Phu Phra Bat historical park in Udon Thani province in the North East of Thailand is a forested hill with natural rock formations shaped as caves with large rocky overhangs. The caves were used by ancient man as shelter and as temples where Buddha images were enshrined.
What makes this site unique, is that it contains traces of several different civilizations and cultures spanning thousands of years. The hill contains traces of prehistoric man, the Dvaravati period and Khmer presence.
The sandstone rock on top of the hill has been cut out during many centuries by glacier movement, wind and rain. Some of the rock formations provide natural shelter, others were carved into by man thousands of years ago creating cave like structures. Many of the rock formations harbour ancient Buddha images and served as ancient wats (Buddhist temples).
Prehistoric rock paintings
Thousands of years ago, prehistoric man wandered around in this area. They left behind rock paintings made in red color depicting various animals and people. As the sandstone is fairly easy to carve, rooms were cut out some of the rocks to create shelters.
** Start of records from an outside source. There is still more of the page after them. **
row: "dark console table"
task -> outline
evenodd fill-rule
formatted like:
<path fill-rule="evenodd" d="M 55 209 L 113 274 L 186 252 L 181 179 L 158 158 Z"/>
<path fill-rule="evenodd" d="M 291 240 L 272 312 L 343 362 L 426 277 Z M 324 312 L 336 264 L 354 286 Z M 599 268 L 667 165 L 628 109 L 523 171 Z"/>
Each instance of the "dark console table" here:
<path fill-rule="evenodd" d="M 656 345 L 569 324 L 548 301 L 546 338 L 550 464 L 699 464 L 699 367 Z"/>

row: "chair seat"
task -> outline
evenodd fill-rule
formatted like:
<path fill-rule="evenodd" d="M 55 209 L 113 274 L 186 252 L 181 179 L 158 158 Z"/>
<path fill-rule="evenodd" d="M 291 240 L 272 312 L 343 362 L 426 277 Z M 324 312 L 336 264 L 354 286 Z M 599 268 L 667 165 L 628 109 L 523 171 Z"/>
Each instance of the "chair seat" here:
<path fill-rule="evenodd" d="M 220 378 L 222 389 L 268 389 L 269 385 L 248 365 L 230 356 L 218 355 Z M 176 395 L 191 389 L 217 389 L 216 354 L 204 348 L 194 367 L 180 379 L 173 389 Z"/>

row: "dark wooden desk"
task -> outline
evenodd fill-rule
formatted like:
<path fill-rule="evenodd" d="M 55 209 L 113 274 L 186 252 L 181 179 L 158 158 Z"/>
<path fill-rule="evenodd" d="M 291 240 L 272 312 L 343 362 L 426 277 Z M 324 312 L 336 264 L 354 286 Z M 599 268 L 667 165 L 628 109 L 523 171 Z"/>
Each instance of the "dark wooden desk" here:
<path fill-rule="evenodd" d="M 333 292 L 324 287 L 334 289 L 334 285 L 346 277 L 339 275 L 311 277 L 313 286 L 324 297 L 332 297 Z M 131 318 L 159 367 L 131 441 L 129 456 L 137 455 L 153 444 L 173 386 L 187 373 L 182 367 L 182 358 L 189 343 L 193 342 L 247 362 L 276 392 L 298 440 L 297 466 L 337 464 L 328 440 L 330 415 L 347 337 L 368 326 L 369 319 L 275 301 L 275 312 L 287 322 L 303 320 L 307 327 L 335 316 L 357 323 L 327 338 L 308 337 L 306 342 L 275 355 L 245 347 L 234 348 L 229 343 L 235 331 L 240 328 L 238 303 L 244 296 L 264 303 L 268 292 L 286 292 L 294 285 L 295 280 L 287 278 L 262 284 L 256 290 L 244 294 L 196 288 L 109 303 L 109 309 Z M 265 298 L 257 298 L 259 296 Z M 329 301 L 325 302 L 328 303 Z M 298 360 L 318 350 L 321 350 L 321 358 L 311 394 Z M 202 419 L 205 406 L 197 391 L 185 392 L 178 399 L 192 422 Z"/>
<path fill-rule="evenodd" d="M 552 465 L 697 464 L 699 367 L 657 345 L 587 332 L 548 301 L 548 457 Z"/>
During the early days of Buddhism, the rock formations were used by travelling monks, providing them with shelter. A number of very old Buddha images placed in the caves shows the caves were used as ancient temples.
Dvaravati era temples
Boundary pillars from the Dvaravati period can still be found today at Phu Phra Bat. These pillars (or sema stones) mark the sacred area of the Dvaravati temples that existed here some 1200 years ago. The boundary pillars are decorated with depictions of apsaras, female spirits from ancient Hindu mythology. Some of the natural rock formations like the famous Hor Nang Usa rock were used as places for meditations during the Dvaravati era.
During the height of power of the Khmer empire some 10 centuries ago, the Khmer carved Buddha images into the rocks.
The Wat Phra Phutthabat Bua Bok temple in the historical park is an important site for Buddhists in the North East. This temple contains a footprint of the Buddha.
The park contains a total of 68 historic structures, most of which are prehistoric or ancient Buddhist temples. Recognizing the importance of Phu Phra Bat historical park, it was put on UNESCO’s tentative list for consideration as a future World Heritage Site.
A number of walking trails have been been made through the park and there are a number of view points, from where visitors will have great scenic views of the surrounding area. Phu Phra Bat is set in a beautiful, natural and relaxing environment. Wear comfortable shoes like sneakers and bring plenty of water.
How to get to Phu Phra Bat historical park
Phu Phra Bat is located in Udon Thani province in North East Thailand, not far from the border with Laos to the North. The park can be reached from the provincial capital Udon Thani (about 60 kilometers) or from Nong Khai (about 50 kilometers). The most convenient way to get there from either town is to hire a taxi for the day. Most hotels will be able to book one for you. Agree on the price before leaving.
Opening hours & admission
The park is open daily from 8 am until 6 pm. At the visitor center you can get information about the park and the walking trails through the park. Admission is 100 Thai Baht per person.